The Government of Barbados recently concluded its budget for FY2023/24 that projects a primary surplus of 3.5 percent of GDP, consistent with the target under the BERT-2022 IMF-supported programme. The administration did not impose any new taxes but instead focused on growing the economy through structural reforms. The budgetary measures, in tandem with the initiatives to mitigate inflation that have been extended by Government (the extension of the VAT free basket and the reduction in VAT on electricity), and the parliamentary estimates for FY2023/24 should aid in achieving the desired primary surplus. This outturn is in line with the primary balance path that underpins the long-term debt anchor of 60 percent of GDP.
The achievement of the 3.5 percent primary surplus is predicated on continued growth for the remainder of the year, tempered inflationary pressures, and ongoing structural reforms. In this polycrisis world, a shock such as a natural disaster or the like could derail the growth prospects, resulting in lower revenues and the need to adjust expenditures. Continued emphasis on public sector reform is also essential in mitigating Government’s exposure to contingent liabilities while freeing up revenues for necessary investment. The planned transformation of a number of SOEs that pose financial risk reflects Government’s commitment to restrain unplanned spending on transfers.
Government’s overall fiscal position for FY2023/24 is projected to be a deficit of 1.6 percent of GDP, which is to be funded mainly by inflows from multilateral development institutions. At the same time, there is a renewed effort to revitalise the domestic capital market with a second issuance of the BOSS+ bonds and the introduction of innovative instruments such as reverse options.
The external position is expected to remain buoyant with international reserves maintaining a more than adequate import cover and providing a buffer against external shocks. On the outflows side, lower prices for imports, particularly in the food & beverages and fuel categories should temper the reserve losses, although such savings are likely to be offset by a pick-up in domestic demand given the acceleration in economic activity. At the same time, the continued revival of the tourism industry should boost travel receipts, which, along with multilateral financing and tourism-related projects, should bolster reserve accumulation.
Over the medium term, strengthening our external position would necessitate mitigating external vulnerabilities, which hinges on boosting competitiveness, ensuring food security and building resilience to climatic events and other shocks. The path toward renewable energy is necessary to reduce the dependence on fossil fuels, while at the same time redirecting foreign exchange outlays from fuel purchases towards the green-transition of the economy. Additionally, the focus on renewable energy and climate resilience creates the impetus for further domestic credit expansion as households and firms access green financing.
With the continued expansion in the economy, non-performing loans should maintain a downward trajectory. Capital and liquidity levels should remain well above prudential benchmarks, providing adequate buffers to safeguard against shocks stemming from global events, which is particularly important following the failures of Credit Suisse and Silicon Valley Bank in March of this year.

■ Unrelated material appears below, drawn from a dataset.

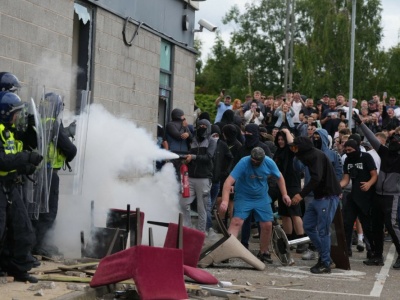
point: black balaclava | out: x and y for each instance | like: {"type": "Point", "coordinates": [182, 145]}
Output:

Our ability to achieve the projected economic growth and continue to lower the debt-to-GDP ratio is in part dependent on the aforementioned external factors. However, as individuals, businesses, and collectively as a nation, we have a significant role to play. We must increase productivity and improve the ease of doing business to enhance our international competitiveness. We must convert the recovery we have achieved into sustained and inclusive growth that will lead to general economic development, which will redound to the benefit of us all.